# Mandatory Challenge
## Context
You work in the data analysis team of a very important company. On Monday, the company shares some good news with you: you just got hired by a major retail company! So, let's get prepared for a huge amount of work!

Then you get to work with your team and define the following tasks to perform:   
1. You need to start your analysis using data from the past.  
2. You need to define a process that takes your daily data as an input and integrates it.  

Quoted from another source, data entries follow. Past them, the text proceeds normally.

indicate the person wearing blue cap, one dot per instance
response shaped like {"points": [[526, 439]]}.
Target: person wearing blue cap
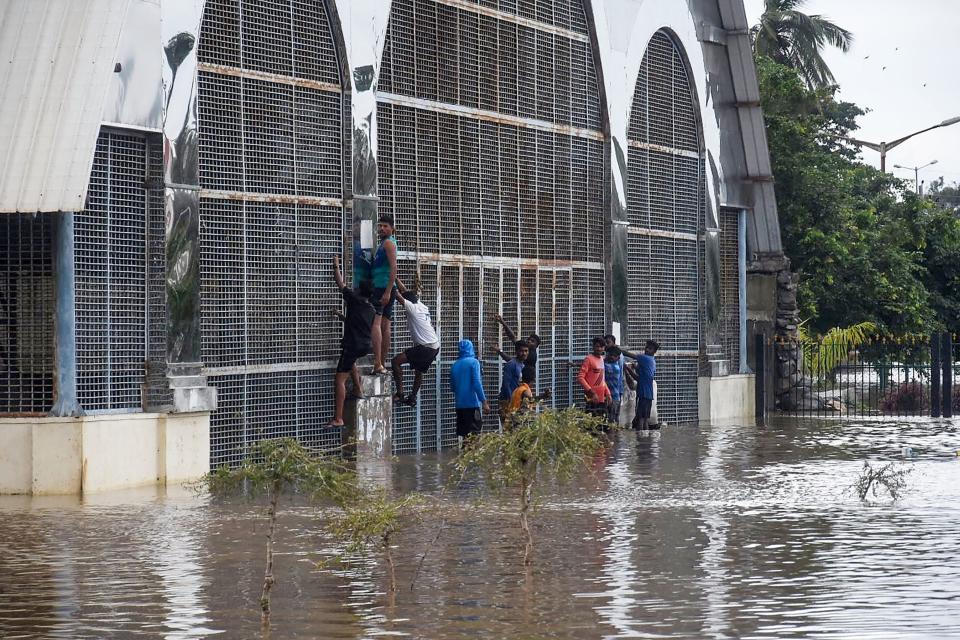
{"points": [[467, 387]]}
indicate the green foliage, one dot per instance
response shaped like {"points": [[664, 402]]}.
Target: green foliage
{"points": [[795, 39], [867, 248], [275, 467], [375, 518], [889, 478], [554, 445], [822, 355]]}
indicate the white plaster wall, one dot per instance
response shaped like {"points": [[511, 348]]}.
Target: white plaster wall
{"points": [[56, 456], [729, 399], [184, 446], [120, 451], [16, 460]]}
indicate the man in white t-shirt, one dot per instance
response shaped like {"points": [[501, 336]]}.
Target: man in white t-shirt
{"points": [[426, 344]]}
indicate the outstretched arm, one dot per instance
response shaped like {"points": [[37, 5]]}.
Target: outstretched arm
{"points": [[510, 333], [337, 276], [391, 250]]}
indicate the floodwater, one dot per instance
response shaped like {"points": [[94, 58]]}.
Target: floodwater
{"points": [[723, 532]]}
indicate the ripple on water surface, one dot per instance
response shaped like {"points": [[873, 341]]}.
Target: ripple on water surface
{"points": [[709, 532]]}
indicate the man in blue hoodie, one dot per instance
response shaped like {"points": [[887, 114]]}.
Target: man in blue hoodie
{"points": [[467, 388]]}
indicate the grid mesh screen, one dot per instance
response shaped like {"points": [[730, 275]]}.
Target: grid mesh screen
{"points": [[482, 193], [113, 239], [666, 203], [27, 300], [730, 287], [278, 145], [466, 309]]}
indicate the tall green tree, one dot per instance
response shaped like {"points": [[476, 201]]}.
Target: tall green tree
{"points": [[856, 235], [795, 39]]}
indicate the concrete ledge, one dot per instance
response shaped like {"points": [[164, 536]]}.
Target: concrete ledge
{"points": [[50, 456], [727, 399]]}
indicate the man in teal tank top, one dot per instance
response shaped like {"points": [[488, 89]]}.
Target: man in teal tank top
{"points": [[384, 275]]}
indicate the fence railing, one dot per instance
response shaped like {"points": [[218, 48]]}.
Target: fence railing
{"points": [[897, 377]]}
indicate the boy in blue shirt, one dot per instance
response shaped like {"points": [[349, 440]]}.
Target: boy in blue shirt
{"points": [[646, 370], [467, 387], [613, 376]]}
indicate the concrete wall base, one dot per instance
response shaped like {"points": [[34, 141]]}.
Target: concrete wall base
{"points": [[726, 400], [369, 422], [51, 456]]}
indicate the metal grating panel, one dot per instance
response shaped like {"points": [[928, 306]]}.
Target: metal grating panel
{"points": [[111, 259], [27, 302], [474, 195], [274, 132], [730, 287], [666, 198]]}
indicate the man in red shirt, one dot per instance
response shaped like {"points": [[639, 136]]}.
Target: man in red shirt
{"points": [[591, 378]]}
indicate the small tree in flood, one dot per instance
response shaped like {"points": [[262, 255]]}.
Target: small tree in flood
{"points": [[275, 468], [871, 480], [554, 445], [373, 520]]}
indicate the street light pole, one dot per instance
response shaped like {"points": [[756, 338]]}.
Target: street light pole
{"points": [[883, 147], [916, 173]]}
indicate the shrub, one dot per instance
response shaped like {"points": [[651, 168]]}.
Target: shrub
{"points": [[905, 398]]}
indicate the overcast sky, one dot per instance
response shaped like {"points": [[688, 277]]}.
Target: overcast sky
{"points": [[910, 80]]}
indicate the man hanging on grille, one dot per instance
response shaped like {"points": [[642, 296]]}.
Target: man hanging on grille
{"points": [[426, 344], [384, 274], [533, 343], [356, 341]]}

You are in charge of the second part, so you are provided with a sample file that you will have to read daily. To complete you task, you need the following aggregates:
* One aggregate per store that adds up the rest of the values.
* One aggregate per item that adds up the rest of the values.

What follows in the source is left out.